A Teaching Assessment
Visit
August 8, 2013
During the first week of August, the PESAO (Primary
Education Service Area Office) announced an assessment visit for our school. In
order to prepare, teachers didn’t meet their Friday classes and instead spent the
day cleaning, decorating their classrooms, hanging posters – one even took the
weed-whacker to the weeds in front of our building. Some of the students helped make posters and set
up displays, others just hung out in their homerooms. To me, it seemed a shame
that all this was happening now, rather than early in the term to give students
the benefit of the displays.
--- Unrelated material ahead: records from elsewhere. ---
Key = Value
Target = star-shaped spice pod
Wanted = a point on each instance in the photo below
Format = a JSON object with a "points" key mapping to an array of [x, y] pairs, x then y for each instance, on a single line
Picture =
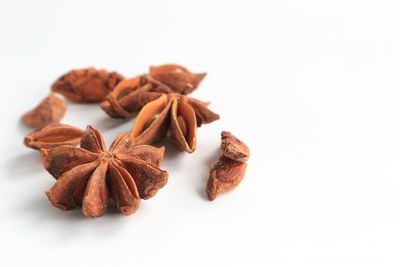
{"points": [[86, 85], [130, 95], [174, 113], [88, 176]]}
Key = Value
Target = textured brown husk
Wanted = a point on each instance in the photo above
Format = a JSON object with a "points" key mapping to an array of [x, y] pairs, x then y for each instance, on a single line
{"points": [[90, 176], [50, 110], [87, 85]]}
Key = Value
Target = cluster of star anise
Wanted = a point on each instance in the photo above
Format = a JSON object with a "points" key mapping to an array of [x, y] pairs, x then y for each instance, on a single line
{"points": [[89, 176]]}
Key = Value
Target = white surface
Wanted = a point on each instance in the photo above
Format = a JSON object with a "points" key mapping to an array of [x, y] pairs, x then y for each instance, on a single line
{"points": [[311, 86]]}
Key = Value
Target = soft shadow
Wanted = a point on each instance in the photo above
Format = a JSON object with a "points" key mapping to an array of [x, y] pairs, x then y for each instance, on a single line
{"points": [[171, 151], [24, 164], [211, 159]]}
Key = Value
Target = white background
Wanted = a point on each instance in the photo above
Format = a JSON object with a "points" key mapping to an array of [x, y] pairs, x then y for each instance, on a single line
{"points": [[311, 86]]}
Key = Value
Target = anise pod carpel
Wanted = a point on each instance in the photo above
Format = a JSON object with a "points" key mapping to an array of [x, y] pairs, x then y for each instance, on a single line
{"points": [[90, 175], [53, 135], [130, 95], [177, 77], [233, 148], [173, 113], [229, 171], [50, 110], [86, 85]]}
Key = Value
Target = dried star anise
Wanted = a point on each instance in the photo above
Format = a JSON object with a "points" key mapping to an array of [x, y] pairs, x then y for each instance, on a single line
{"points": [[53, 135], [231, 167], [88, 176], [87, 85], [176, 113], [50, 110], [178, 78], [130, 95]]}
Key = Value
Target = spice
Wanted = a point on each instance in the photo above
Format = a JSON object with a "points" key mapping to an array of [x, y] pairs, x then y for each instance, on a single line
{"points": [[174, 113], [51, 109], [130, 95], [231, 167], [53, 135], [87, 85], [178, 78], [89, 176]]}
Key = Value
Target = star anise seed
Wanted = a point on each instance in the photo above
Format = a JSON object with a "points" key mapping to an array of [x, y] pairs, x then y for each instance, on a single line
{"points": [[130, 95], [229, 171], [90, 175], [53, 135]]}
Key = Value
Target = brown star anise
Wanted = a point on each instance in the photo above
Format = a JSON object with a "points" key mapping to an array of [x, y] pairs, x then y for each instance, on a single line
{"points": [[130, 95], [229, 171], [53, 135], [176, 113], [87, 85], [88, 176]]}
Still, the other teachers had been through this
before and doubtless know how much importance the assessment team attaches to
appearances.
My co-teacher and I were told to expect our classroom visit
on Tuesday afternoon, when we have two regularly scheduled classes, so we
conferred and then divided the work of making lesson plans, PowerPoints, flash
cards, and worksheets for each class. It
was the most thorough preparation we’d done for any classes since the term
began in May – just like teachers I used to observe in the US, going all out to
impress the visitors. As I’ve learned
over the years, however, it doesn’t matter how many bells and whistles you add,
you can’t fake being a better teacher than you are. The quality of the lesson plans (including
ours, of course) and the fit between teaching techniques and lesson goals
reveal much about a teacher’s understanding of effective teaching.
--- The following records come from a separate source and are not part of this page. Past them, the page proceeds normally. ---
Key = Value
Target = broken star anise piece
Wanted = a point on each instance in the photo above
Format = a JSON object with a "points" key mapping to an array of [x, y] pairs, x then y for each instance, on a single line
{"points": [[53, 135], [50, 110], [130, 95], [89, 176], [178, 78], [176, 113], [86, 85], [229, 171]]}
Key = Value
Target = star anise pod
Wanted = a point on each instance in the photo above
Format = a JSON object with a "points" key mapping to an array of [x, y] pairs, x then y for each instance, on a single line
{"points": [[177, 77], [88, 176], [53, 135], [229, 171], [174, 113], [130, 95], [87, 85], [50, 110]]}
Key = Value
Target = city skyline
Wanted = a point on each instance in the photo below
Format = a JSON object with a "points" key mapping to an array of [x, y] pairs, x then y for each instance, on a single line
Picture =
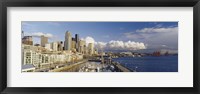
{"points": [[128, 36], [99, 47]]}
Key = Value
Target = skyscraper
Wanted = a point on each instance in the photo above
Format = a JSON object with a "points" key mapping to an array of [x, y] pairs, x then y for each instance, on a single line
{"points": [[91, 48], [68, 40], [77, 42], [44, 40], [28, 40]]}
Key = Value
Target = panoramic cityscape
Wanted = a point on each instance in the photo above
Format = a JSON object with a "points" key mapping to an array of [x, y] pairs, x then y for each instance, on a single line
{"points": [[99, 46]]}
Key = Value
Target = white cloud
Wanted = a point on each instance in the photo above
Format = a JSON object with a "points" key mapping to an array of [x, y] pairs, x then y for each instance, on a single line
{"points": [[156, 36], [120, 45], [116, 44], [157, 30], [54, 23], [88, 40]]}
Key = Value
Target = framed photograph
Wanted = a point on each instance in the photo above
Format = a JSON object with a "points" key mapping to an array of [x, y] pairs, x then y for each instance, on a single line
{"points": [[74, 46]]}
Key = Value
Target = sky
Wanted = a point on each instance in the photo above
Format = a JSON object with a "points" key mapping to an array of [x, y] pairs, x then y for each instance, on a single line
{"points": [[118, 36]]}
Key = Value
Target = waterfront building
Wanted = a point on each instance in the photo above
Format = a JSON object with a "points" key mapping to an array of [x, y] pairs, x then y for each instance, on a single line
{"points": [[60, 46], [73, 44], [82, 43], [68, 40], [91, 48], [48, 46], [96, 51], [28, 40], [54, 46], [44, 40], [85, 49]]}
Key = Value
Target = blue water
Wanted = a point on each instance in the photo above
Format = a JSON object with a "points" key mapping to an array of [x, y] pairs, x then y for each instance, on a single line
{"points": [[150, 63]]}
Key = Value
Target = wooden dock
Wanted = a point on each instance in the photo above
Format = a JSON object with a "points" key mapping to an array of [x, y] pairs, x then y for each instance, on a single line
{"points": [[120, 67]]}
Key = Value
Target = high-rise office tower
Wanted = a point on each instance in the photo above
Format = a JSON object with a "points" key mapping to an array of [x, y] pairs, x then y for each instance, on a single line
{"points": [[60, 46], [44, 40], [91, 48], [54, 46], [28, 40], [82, 43], [68, 40], [77, 42]]}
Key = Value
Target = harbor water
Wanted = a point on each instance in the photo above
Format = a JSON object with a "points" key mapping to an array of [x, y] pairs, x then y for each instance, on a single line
{"points": [[150, 63]]}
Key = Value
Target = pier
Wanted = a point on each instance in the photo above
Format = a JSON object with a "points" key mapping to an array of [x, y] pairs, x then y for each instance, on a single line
{"points": [[71, 68], [120, 67]]}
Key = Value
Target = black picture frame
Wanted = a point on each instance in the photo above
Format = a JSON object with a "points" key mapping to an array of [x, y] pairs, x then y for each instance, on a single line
{"points": [[99, 3]]}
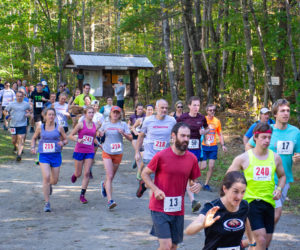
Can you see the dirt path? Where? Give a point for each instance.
(72, 225)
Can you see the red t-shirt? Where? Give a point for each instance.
(171, 176)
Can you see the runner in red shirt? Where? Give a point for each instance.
(167, 200)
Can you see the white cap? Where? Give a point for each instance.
(264, 110)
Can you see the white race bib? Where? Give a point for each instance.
(39, 104)
(285, 147)
(115, 147)
(159, 145)
(193, 144)
(229, 248)
(172, 204)
(48, 147)
(262, 173)
(87, 140)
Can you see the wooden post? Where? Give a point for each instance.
(133, 86)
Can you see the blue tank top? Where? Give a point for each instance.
(49, 141)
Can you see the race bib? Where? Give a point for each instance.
(39, 104)
(262, 173)
(159, 145)
(229, 248)
(285, 147)
(115, 147)
(48, 147)
(172, 204)
(193, 144)
(209, 139)
(87, 140)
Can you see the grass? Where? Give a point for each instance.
(6, 147)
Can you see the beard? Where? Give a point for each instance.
(182, 146)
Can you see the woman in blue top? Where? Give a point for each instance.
(52, 139)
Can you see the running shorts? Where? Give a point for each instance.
(116, 159)
(53, 159)
(261, 215)
(81, 156)
(167, 226)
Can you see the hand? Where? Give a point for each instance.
(159, 194)
(276, 194)
(209, 218)
(296, 158)
(138, 157)
(195, 187)
(33, 150)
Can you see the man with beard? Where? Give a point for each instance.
(173, 168)
(158, 130)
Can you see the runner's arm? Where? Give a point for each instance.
(75, 131)
(159, 194)
(281, 178)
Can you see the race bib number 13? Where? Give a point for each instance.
(262, 173)
(285, 147)
(159, 145)
(172, 204)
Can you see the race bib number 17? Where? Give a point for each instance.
(285, 147)
(172, 204)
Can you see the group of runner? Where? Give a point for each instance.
(170, 151)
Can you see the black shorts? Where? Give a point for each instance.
(38, 117)
(120, 103)
(261, 215)
(167, 226)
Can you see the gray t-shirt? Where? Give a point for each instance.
(61, 110)
(113, 143)
(158, 134)
(120, 90)
(17, 112)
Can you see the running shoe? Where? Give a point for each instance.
(82, 199)
(195, 205)
(47, 207)
(141, 189)
(103, 190)
(111, 204)
(73, 178)
(207, 188)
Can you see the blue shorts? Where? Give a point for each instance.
(18, 130)
(197, 153)
(210, 153)
(81, 156)
(53, 159)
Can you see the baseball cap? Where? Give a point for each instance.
(264, 110)
(115, 108)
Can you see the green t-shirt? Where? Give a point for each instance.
(79, 100)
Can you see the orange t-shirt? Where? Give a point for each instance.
(214, 128)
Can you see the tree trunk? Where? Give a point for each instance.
(83, 27)
(249, 54)
(169, 58)
(187, 67)
(293, 58)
On Tuesday morning, school beautification was still going on.
Student workers showed up with big potted plants for outside the
classrooms. A colorful banner labeled
“ASEAN Corner” went up on the wall – teaching about ASEAN (Association of
South-East Asian Nations) is more or less mandated for all Thai schools. The
teacher with the weed-whacker sliced down the tall grass behind the building,
working right outside our classroom all through first period. My co-teacher
negotiated with another teacher to switch classrooms for our first afternoon
class so we could show a video. We were
ready!
Me and the ASEAN Banner
A half-hour before our class, the PESAO English language
supervisor arrived with a six-member team. I knew most of them from training
seminars. They were going to sit in on only one class, not two as we had
thought. We gave them copies of our
lesson plan and they met to confer; then, after a flurry of confusion getting
the students to switch classrooms, the visitors settled on chairs in the back
and we started class only a few minutes late. It’s a 4th grade
class, just beginning to read and write English. During the first three years,
they learn to say and write our alphabet – which is vastly different from the
Thai alphabet – but reading and writing English words is mostly new in Level 4.
The students were excited to have so many guests and were on
their best behavior. The computer, however, was less so and there was a short
delay before we could screen the video of children singing “The Phonogram
Song.” Our lesson went smoothly – not only because we were so well-prepared,
but also because we had met that class in the morning, during the
weed-whacking. Thus, they were primed for the phonics-based lesson, volunteered
answers to questions, and identified sound-letter correlations correctly most
of the time. The assessment team took
pictures and videos throughout the period.
When the lesson was over, the English supervisor thanked us
and gave us each a souvenir from the PESAO – mine is a set of two cute ceramic teacups
with logo; my co-teacher got an elegant little vase. Our pictures were taken, individually
and with each team member, in front of the ASEAN banner. The team then withdrew for discussion, without
us, for about a half hour before leaving.
Still in my American mind-set, I asked my co-teacher whether
we would get feedback on our teaching in writing later, or whether a report was
sent on up the line within the education office hierarchy, or what. Oh no, she said, no feedback, but the video
will be posted on the PESAO web site. –
So there you have it, one episode of teaching assessment, Thai-style. I went to the web site (www.sakon2.th.gov) but couldn’t figure out how
to find the video. But, hey, I have my teacups!